Kenya this week opened an embassy in Algeria and appointed Moi Lemoshira as the Ambassador Extra-Ordinary and Plenipotentiary of the Republic of Kenya to Algeria.
This was swiftly followed by an official three-day visit to Algeria by President Uhuru Kenyatta during which cooperation pacts were signed.
Onlookers were puzzled. What possibly could we want from Algeria?
It helps to understand that Algeria is the largest producer of natural gas in Africa, the second largest supplier of gas to Europe, the third largest producer of oil in Africa and so on.
More telling is that unlike many African countries, Algeria has managed its energy resources relatively well.
Sonatrach, the state owned oil and natural gas company, owns 80 per cent of the country’s hydrocarbon resources with international oil companies owning the remaining 20 per cent.
It owns a minimum of 51 per cent in any oil and gas project in the country and is the largest oil and gas company in Africa.
As Kenya moves to write the laws that will govern the oil and gas sector in the country, it will be instructive for players in that space to monitor the cooperation with Algeria to get an idea of where the Jubilee government is going with policy.
It was during the 2009 South-South conference on oil and gas that was held in Kenya that the then Energy minister Kiraitu Murungi announced that Kenya would soon join the league of oil and gas producers.
At the conference which was attended by global players in oil and gas, two things emerged from listening to examples from around the world.
For a country to successfully overcome the so-called curse of oil it needed a large pool of technical oil and gas personnel versed in all sectors of the industry. This would ensure that a county like Kenya could have its personnel overseeing the entire production chain to ensure the country is not cheated out of the value of its produce.
Countries like East Timor gave their experience in signing production sharing contracts where they omitted to include certain aspects such as the waste gas that is flared (burnt off) during oil production.
Such gases, it had later been found, could be sources of valuable extracts such as Helium which could be sold. However, because the sharing contracts did not include it, the revenues from such gases would not benefit the country but the partners in production.
The second key element to overcoming the curse was having the capacity, technically and financially, to carry out exploration and exploitation of the country’s resources without having to rely so much on foreign companies that can cite all manner of exploration costs that then have to be recovered from any revenues from oil and gas before the host country can benefit.
Middle East countries have been able to gain this capacity for the most part.
Algeria, which was represented at that 2009 conference, in particular gave a very impressive presentation.

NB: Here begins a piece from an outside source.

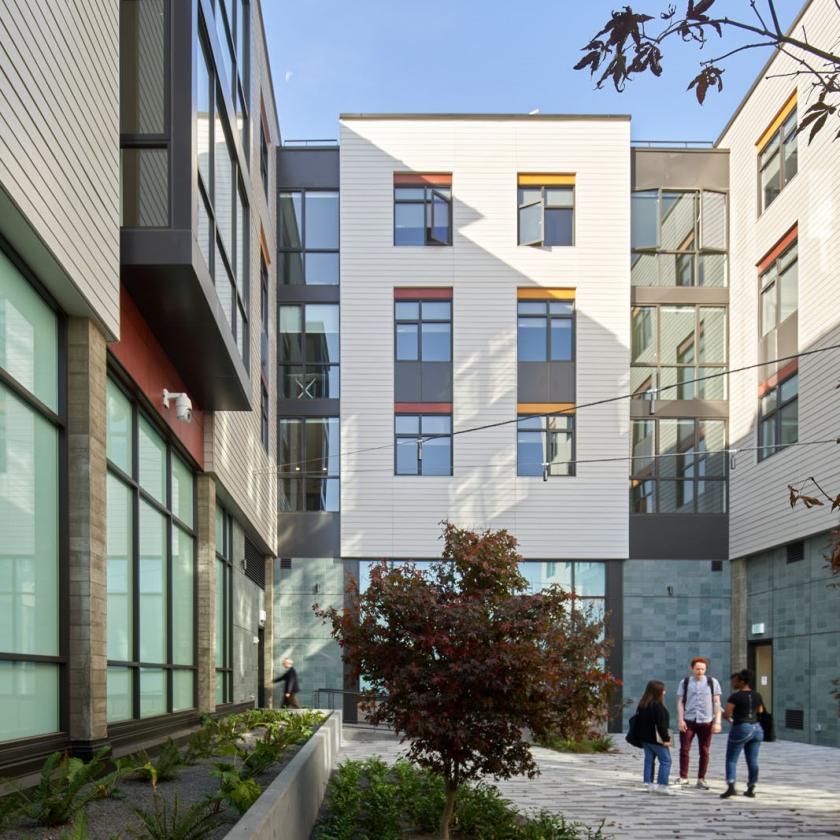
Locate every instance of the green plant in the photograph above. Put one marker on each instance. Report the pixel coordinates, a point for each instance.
(63, 790)
(162, 768)
(237, 790)
(163, 823)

Not only had it been able to take charge of its oil and gas sector, it had also built impressive local skills and had established the continent’s leading training school for oil and gas.
It not only had enough personnel able to work in this sector, it was training for others.
Kenya may be looking to head in this direction.
The Ministry of Foreign Affairs, in a statement issued after the signing of the pacts with Algeria said:
“As Kenya looks forward to commercial exploitation of its oil resources, we look forward to learning from Algeria’s expertise, including in the drawing up of appropriate legal frameworks and capacity building to enable us to take charge of our hydrocarbon resources right from the onset.”
The areas of cooperation will cover policy, legal and regulatory framework of the oil, gas and power sector; onshore and offshore exploration and production of hydrocarbons; development of petrochemical industries; refinery maintenance activities; domestic marketing, transport and distribution of petroleum products.
The only thing to note is that Algeria’s legal regime for oil and gas has been seen as somewhat unfavourable to foreign companies and has seen investment decline, so for Kenya it must balance between the good in Algerian laws and the need to bring in more investment especially as global prospecting for new oil slows down in face of slumping crude prices.
But we must by all means take advantage of this cooperation to train as many of our young technical people as possible to build the kind of capacity that will see us being able to handle any aspect of the oil prospecting and production process.
Given the impressive acquisition of skills in the geothermal sector that Kenyan has made in a few years through the activities of Kengen and GDC (Geothermal Development Company), the same can be replicated in oil and gas.
Mbugua is a communications consultant and comments on topical issues.